Sérgio Gomes dos Santos é operador de uma corretora de valores e por isso mesmo tem horror à falta de contato humano: “Acho que, por ficar muitas horas com o telefone na orelha, acabei pegando ojeriza. Não só ao aparelho, mas ao uso”. Seu celular será devolvido assim que finalizar o prazo de um ano de fidelidade com a operadora. Para ele, o Orkut é o fim do mundo. “Não parece insano dar um monte de informações pessoais para quem você nem conhece?”, pergunta. Essa foi, certa vez, a razão de uma longa briga com uma ex-namorada. “Ela morava em outra cidade e vivia se expondo lá. Um dia avisei: ou o Orkut, ou eu!”, conta, rindo. “A tecnologia ajudou a piorar o mundo com esse volume de informações que não somos capazes de processar. E também tem esse poder de potencializar o mau – basta ver esses grupos de pedofilia e outros horrores.” Os amigos muitas vezes o chamam de arcaico e antissocial. “Admito: já perdi um monte de festas e eventos por não abrir diariamente o hotmail.”

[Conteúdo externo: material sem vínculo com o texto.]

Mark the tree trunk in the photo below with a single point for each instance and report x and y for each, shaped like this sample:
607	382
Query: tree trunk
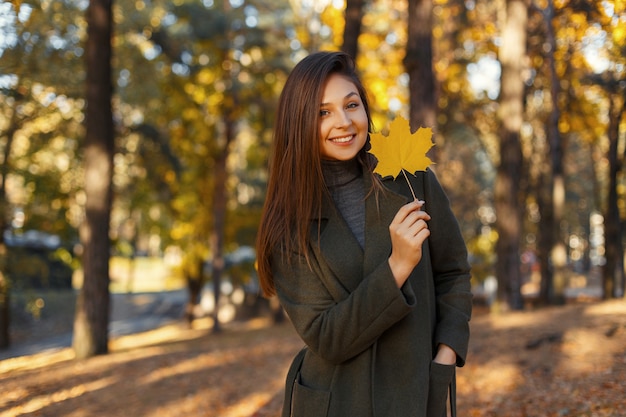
553	279
508	200
613	275
352	29
195	282
5	284
219	218
418	62
92	309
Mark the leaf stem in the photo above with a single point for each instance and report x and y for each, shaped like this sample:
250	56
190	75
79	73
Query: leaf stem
409	182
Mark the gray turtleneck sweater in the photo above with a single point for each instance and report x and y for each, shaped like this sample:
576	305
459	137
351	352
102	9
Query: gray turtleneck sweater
344	180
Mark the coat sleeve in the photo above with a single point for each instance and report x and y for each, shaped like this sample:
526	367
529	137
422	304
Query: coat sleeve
339	329
451	271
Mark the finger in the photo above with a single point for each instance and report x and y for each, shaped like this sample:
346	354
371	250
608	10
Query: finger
406	210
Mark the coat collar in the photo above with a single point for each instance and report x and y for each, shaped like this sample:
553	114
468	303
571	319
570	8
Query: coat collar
338	245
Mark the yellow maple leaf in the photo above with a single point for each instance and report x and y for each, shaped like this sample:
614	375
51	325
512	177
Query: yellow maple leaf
401	149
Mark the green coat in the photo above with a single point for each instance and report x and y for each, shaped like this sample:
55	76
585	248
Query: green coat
369	344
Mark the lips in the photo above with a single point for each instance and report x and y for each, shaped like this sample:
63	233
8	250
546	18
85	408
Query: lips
343	139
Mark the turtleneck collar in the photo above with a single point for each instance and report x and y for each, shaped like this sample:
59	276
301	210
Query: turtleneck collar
338	173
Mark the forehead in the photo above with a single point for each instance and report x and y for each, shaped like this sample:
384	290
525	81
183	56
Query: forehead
338	87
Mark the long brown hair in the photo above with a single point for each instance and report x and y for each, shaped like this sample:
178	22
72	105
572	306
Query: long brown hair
296	187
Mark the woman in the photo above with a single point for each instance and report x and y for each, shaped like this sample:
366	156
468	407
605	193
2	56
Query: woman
377	287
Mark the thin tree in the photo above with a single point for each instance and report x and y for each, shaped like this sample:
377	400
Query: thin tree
507	194
418	62
92	310
352	28
552	253
613	274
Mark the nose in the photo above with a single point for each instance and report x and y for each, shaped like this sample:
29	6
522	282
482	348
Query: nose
343	119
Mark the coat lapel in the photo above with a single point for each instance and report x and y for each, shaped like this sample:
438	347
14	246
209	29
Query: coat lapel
378	219
339	247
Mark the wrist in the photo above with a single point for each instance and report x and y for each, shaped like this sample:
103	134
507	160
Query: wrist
445	355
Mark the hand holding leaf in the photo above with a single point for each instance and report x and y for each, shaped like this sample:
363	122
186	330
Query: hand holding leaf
401	150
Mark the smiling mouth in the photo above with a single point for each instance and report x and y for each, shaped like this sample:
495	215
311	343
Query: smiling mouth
343	139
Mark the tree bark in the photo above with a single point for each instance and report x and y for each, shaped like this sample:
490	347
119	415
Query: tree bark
613	275
352	29
5	285
554	259
92	310
219	218
418	62
508	199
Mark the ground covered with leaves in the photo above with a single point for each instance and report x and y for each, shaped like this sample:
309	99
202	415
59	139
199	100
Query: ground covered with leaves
559	361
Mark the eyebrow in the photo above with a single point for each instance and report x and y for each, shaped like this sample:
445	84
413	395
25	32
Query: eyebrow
353	93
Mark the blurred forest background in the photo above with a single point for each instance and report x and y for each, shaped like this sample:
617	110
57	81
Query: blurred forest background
134	138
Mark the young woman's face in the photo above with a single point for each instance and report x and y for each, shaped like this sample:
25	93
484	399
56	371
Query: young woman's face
343	121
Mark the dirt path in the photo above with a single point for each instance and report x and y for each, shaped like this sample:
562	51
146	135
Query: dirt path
566	361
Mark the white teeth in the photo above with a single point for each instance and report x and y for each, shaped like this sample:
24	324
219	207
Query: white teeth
343	140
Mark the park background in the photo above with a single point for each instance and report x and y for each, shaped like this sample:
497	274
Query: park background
135	138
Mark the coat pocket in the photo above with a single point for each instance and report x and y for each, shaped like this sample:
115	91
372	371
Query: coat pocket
440	378
309	402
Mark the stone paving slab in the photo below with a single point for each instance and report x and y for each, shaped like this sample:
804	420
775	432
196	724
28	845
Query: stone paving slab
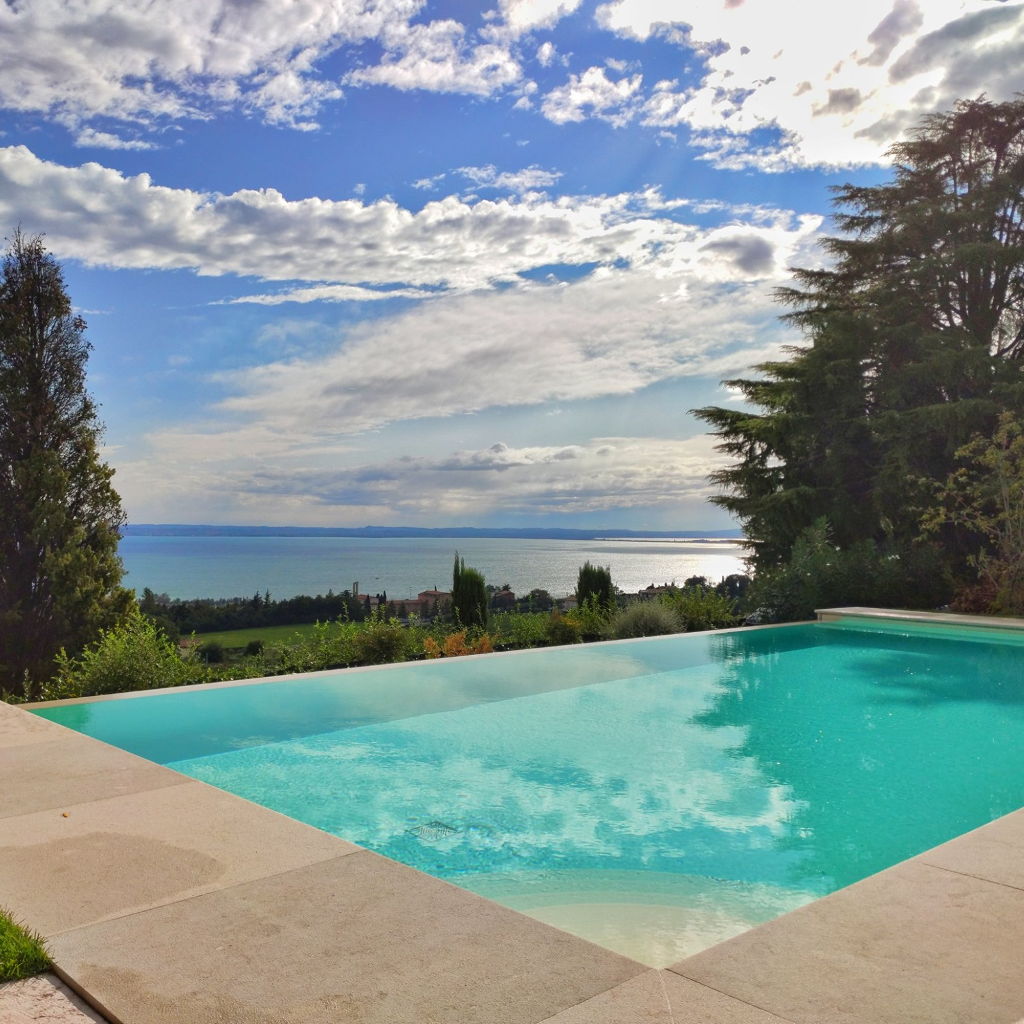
915	944
994	852
358	939
44	999
54	767
663	997
137	851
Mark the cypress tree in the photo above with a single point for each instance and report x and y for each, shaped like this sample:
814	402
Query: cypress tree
59	571
594	585
469	594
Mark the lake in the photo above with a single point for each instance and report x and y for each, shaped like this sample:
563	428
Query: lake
236	566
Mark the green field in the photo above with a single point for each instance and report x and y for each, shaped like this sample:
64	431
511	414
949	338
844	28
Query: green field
268	634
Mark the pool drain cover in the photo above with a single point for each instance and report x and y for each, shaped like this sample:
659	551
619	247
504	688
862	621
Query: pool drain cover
432	830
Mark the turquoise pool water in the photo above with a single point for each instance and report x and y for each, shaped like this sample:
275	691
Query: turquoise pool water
654	796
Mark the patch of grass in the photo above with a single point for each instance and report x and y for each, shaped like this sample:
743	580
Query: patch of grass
23	952
230	639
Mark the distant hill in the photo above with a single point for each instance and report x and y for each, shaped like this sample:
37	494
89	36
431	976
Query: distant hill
536	534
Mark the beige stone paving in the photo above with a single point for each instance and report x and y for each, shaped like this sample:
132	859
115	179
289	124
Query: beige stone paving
357	939
44	999
40	773
994	852
915	944
136	851
250	919
663	997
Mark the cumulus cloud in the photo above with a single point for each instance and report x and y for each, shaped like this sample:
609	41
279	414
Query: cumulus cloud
89	137
76	61
610	334
527	179
438	57
593	93
102	217
836	84
524	15
601	474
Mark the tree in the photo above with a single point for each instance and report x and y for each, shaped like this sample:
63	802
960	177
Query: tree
59	571
469	594
986	495
915	334
594	587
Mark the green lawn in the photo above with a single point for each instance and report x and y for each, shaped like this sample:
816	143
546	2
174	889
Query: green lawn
22	951
268	634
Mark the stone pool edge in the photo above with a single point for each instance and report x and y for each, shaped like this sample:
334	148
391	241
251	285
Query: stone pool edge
931	939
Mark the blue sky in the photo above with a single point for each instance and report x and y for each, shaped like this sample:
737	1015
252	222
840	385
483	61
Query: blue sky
402	262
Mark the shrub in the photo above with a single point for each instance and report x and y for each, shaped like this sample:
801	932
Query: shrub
819	576
700	608
562	629
594	585
522	629
133	655
645	619
469	595
456	645
594	619
212	652
381	641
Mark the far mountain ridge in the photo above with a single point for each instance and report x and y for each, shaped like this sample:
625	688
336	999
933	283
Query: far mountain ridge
497	532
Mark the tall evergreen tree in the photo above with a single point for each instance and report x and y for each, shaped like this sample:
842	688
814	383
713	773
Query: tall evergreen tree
594	585
915	334
59	571
469	594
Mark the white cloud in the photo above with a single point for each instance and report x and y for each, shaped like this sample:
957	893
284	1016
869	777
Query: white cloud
546	53
524	15
610	334
436	56
105	140
329	293
102	217
527	179
839	83
592	93
601	474
75	61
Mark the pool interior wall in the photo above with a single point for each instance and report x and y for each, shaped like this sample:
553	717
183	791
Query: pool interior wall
655	797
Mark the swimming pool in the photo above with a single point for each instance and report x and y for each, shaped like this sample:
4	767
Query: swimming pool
653	796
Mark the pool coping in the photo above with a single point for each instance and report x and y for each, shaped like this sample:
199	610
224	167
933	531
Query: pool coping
931	939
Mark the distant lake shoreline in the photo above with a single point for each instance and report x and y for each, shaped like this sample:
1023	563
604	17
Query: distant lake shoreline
193	565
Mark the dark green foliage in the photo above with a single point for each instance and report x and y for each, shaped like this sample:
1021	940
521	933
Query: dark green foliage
562	630
469	595
700	607
23	952
645	619
215	615
594	584
212	652
132	655
734	587
59	572
914	344
985	495
818	574
381	641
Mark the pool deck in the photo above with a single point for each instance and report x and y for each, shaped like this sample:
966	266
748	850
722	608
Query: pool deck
167	901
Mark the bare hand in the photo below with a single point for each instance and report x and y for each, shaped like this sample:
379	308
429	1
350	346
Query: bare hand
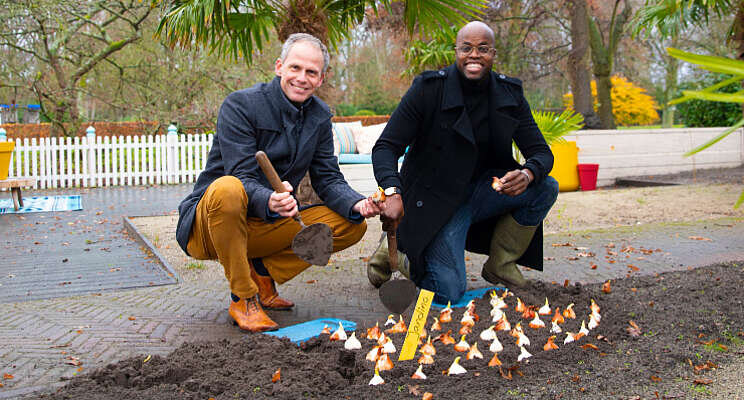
367	208
283	203
515	182
392	207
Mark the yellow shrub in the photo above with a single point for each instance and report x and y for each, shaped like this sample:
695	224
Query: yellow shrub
630	104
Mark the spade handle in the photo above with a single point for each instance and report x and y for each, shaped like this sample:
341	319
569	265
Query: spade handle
273	177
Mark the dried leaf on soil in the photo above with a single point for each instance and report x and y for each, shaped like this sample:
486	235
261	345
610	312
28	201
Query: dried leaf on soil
633	329
704	239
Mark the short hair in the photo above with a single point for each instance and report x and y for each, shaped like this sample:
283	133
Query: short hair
304	37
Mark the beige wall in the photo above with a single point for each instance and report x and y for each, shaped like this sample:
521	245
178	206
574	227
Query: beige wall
623	153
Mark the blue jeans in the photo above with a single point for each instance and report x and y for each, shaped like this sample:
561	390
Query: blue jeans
445	256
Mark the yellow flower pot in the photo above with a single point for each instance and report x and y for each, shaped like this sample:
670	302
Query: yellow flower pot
565	171
6	152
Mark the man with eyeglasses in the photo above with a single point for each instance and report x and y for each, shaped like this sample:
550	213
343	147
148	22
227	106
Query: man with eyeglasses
460	123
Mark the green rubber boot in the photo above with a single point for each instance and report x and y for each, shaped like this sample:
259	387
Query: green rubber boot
508	243
378	267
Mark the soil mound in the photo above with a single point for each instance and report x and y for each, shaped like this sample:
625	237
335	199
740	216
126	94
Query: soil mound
688	323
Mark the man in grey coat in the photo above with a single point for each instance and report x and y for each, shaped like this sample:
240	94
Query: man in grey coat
234	216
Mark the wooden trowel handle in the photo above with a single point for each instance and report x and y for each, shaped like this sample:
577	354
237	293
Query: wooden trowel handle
270	172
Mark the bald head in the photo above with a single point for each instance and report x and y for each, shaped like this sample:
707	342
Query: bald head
476	28
474	50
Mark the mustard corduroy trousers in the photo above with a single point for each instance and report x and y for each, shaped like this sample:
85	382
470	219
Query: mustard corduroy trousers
222	231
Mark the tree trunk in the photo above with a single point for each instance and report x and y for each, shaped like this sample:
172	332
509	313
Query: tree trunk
578	67
670	87
603	56
604	90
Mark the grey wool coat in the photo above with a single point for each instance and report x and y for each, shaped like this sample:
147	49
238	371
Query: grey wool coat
432	120
261	118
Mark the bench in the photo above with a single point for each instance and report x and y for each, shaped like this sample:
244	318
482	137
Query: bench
15	185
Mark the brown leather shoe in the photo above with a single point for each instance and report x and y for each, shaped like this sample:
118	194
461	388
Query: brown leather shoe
249	315
267	294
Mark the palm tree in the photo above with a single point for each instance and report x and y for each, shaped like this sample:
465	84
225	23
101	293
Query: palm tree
668	16
240	28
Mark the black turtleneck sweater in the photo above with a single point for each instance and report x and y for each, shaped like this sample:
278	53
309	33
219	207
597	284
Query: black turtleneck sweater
475	96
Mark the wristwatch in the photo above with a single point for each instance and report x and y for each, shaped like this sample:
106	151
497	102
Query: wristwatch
392	190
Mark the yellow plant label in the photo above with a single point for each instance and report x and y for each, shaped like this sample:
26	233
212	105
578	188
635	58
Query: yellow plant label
418	321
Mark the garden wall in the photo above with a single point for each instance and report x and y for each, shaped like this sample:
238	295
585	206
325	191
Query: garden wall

Negar-se a estar na onda exige, de fato, coragem, boa autoestima e a afirmação constante de seus valores. Os excluídos por opção são unânimes ao dizer que relacionamentos são construídos no face a face. Que qualidade no relacionamento é o inverso de quantidade. Que têm certeza de que seu círculo de amigos é real e sólido. E que a tecnologia pode ajudar em muitos aspectos, mas passa longe de ser um amplificador de contatos humanos – ao contrário, tem o terrível poder de banalizá-los quando mal empregada. Seja como for, em todos os movimentos importantes da humanidade sempre existiu um grupo de resistência. Tudo indica que são esses excluídos digitais os representantes dessa geração.